QUESTION.- Sur ce dernier point, Monsieur le Président, avez-vous le sentiment que vous êtes isolé dans cette enceinte, ou est-ce qu'au contraire vous avez beaucoup de partenaires qui partagent votre analyse ?
- LE PRESIDENT.- Si la France était isolée, je ne pense pas qu'il y aurait eu un texte aussi clair et aussi important. Quinze pays en face d'un seul, quelle que soit l'importance de la France, cela aurait abouti à un conflit. En somme, l'un ou l'autre ne l'aurait pas voté. Ce texte a été adopté et comme il donne raison à ceux qui veulent que l'identité européenne soit reconnue et qu'il y ait une vocation particulière de cette identité européenne sur le plan de la défense, je n'en demande pas plus. Donc la France n'a pas été isolée puisque cela a été adopté, mais si l'on veut aller bien au fond et essayer de savoir ce qu'il y a dans les subconscients, je pense qu'en effet la France est loin d'être isolée.

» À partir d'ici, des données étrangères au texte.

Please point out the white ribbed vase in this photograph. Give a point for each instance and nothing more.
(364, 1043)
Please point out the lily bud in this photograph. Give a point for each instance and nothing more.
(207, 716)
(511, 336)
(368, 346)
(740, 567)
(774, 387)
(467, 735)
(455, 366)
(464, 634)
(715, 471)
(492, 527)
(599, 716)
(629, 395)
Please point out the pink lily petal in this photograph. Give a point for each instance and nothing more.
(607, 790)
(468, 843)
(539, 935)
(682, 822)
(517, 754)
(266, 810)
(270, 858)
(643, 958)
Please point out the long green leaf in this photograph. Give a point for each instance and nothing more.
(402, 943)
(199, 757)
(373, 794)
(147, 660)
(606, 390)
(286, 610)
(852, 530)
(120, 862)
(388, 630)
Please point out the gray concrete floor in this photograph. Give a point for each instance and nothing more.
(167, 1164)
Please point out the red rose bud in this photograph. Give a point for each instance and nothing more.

QUESTION.- Sur ce dernier point, où situez-vous exactement la décision allemande ?
- LE PRESIDENT.- L'Allemagne a signé avec la France la démarche qui sera examinée à Maastrich ; elle est co-signataire, donc copropriétaire de cette initiative et je la situe sur le même plan que la position française. Auparavant, il y avait eu une déclaration conjointe de MM. Baker et Genscher. Donc on pourrait dire que l'Allemagne se situait également sur les deux plans. C'est possible, mais il n'y a eu aucune difficulté entre l'Allemagne et la France dans la définition de l'identité européenne et de l'identité de défense et nos deux pays ont donné l'exemple puisqu'ils ont déjà décidé de créer un noyau militaire d'armée commune. Il n'y a pas du tout de différend et je vais voir la semaine prochaine l'envoyé du Chancelier Kohl juste avant que nous nous retrouvions à Bonn puisque, comme vous le savez, jeudi et vendredi nous avons un sommet franco-allemand. Les relations entre nos deux pays continuent d'être excellentes. Les Allemands sont tout aussi désireux que nous d'avoir une attitude constructive à l'intérieur de l'Alliance. Nous sommes en effet très désireux de coopérer à une bonne définition et à une bonne gestion de l'Alliance, il n'y a pas de différence entre nous là-dessus. C'est ce que nous affirmons souvent avec une clarté indiscutable.